To był kolejny horror, ale znowu zakończony happy endem. Polscy siatkarze po pasjonującym, pełnym zwrotów akcji boju wygrali w półfinale mistrzostw świata z Brazylią 3:2. Pierwszą partię minimalnie wygrali Brazylijczycy. Dwie kolejne padły łupem Polaków. Czwarta partia była przez długi czas wyrównana, ale Brazylijczycy odjechali i doprowadzili do tie-breaka. W nim "Biało-Czerwoni" roztrwonili prowadzenie 7:4, ale wytrzymali ciśnienie i odnieśli wielkie zwycięstwo.
Brazylijczycy po raz pierwszy od 1998 roku nie zagrają w finale mistrzostw świata. Wówczas zajęli 4. miejsce. Aktualny mundial jest więc ich najgorszym w XXI wieku. Trzy razy wygrywali (2002, 2006, 2010), a dwa razy przegrywali w finale z Polską (2014, 2018). teraz zagrają o brąz ze Słowenią. Z tego względu dziennikarze do określenia Polski użyli takich słów jak "dręczyciel", "kat".
"Dla Brazylii brąz byłby bezprecedensowy. Drużyna dotarła do półfinału mistrzostw świata 11 razy w ostatnich 12 edycjach. Sześciokrotnie przeszła do finału, zdobywając trzy złote i trzy srebrne medale" – przypomina brazylijski "UOL Esporte". Większość brazylijskich mediów zaznacza, że Brazylijczycy po raz pierwszy od 24 lat nie zagrają w finale mundialu. "UOL" przypomina jednak, że wyniku tego nie można uznawać też za porażkę.

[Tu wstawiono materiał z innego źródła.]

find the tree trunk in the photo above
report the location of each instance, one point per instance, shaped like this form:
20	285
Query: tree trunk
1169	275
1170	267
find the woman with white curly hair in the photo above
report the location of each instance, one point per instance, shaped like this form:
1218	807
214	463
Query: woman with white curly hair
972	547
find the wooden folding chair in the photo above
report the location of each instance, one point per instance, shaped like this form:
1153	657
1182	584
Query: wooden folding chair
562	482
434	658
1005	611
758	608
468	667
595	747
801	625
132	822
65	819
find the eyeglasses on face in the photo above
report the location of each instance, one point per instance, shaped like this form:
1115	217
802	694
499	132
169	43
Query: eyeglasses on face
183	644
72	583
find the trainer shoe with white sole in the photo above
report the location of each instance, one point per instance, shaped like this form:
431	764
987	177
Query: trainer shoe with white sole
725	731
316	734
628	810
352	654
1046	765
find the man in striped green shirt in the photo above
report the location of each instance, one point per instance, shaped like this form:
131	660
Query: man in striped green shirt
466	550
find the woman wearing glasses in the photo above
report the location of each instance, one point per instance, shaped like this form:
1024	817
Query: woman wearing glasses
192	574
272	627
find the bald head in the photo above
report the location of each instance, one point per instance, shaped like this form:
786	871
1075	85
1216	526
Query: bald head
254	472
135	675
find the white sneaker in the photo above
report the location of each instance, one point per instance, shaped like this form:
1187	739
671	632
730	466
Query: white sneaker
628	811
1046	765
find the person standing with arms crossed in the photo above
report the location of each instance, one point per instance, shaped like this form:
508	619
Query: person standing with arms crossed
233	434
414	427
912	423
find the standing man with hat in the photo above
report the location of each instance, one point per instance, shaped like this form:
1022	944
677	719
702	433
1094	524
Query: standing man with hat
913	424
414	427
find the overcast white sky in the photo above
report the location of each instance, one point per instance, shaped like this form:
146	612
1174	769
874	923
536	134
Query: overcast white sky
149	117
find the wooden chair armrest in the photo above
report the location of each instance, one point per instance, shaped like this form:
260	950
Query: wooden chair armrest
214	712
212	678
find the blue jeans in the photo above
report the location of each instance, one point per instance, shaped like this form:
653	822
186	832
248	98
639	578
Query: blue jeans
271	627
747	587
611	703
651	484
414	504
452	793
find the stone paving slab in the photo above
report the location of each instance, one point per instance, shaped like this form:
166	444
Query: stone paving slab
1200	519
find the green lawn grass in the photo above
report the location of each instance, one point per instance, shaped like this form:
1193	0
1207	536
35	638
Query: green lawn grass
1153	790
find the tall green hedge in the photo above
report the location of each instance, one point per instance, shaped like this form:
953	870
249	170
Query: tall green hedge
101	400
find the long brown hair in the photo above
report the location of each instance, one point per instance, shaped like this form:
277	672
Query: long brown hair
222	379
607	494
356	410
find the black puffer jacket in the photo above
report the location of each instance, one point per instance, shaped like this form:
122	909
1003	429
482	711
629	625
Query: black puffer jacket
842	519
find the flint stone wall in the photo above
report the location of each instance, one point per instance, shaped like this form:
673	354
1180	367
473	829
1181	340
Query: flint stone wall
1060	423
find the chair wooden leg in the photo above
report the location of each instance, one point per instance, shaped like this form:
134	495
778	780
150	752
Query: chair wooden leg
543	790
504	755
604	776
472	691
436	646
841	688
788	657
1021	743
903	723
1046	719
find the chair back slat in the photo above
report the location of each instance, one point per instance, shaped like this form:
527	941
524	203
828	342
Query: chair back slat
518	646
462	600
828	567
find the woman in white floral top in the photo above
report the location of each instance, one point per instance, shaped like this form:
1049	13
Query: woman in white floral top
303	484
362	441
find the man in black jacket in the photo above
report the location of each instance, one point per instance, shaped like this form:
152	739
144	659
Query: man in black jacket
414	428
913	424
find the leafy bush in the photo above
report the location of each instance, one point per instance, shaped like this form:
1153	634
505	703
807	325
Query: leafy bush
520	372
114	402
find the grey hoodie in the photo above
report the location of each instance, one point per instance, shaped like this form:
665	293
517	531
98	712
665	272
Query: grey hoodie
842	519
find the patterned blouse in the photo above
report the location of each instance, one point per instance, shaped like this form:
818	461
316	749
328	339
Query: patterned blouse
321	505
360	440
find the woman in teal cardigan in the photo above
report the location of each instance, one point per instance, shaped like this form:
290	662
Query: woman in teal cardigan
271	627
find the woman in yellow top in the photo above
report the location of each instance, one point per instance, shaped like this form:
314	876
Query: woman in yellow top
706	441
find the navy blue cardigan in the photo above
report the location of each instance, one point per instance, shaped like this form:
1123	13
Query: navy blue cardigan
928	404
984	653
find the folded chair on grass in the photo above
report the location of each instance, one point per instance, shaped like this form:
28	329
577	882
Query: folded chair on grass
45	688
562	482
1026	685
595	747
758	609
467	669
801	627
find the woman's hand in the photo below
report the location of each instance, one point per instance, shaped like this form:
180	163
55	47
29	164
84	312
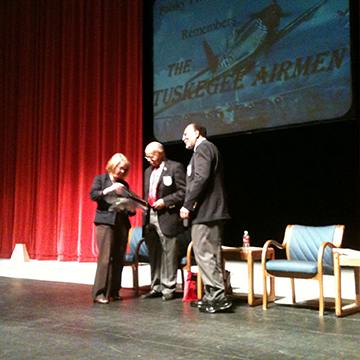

"Turniej pokazuje, że Brazylia po raz kolejny walczy na szczycie, choć nie o złoto. Istniały poważne wątpliwości, czy reprezentacja zajdzie tak daleko, po porażce w ćwierćfinale w Lidze Narodów i zajęciu tylko czwartego miejsca na igrzyskach w Tokio. Odpadli po zderzeniu z wielkim faworytem do złota" – dodano.
Nie zabrakło też pochwał i uznania dla polskich siatkarzy. "Brazylia miała wspaniałe momenty w grze, ale potem nie mogła się oprzeć zorganizowanej i odważnej Polsce. Polacy mieli wielkość zespołu. Oprócz dobrego występu libero Zatorskiego, w ofensywie dobrze zagrali Kurek, Śliwka i Semeniuk i zapewnili sobie miejsce w finale" – pisze "Globo". Natomiast serwis "OTD" dodaje: "Kurek i Semeniuk prawie w pojedynkę wygrali dwa sety. Pierwszy zdobył 24 punkty, a drugi 23. Śliwka pomógł kolejnymi 19 punktami. To oni dowodzili Polską".
Finał mistrzostw świata odbędzie się już w niedzielę w Katowicach. Rywalami Polaków będą aktualni mistrzowie Europy, czyli Włosi. W drugim półfinale pokonali oni Słoweńców 3:0.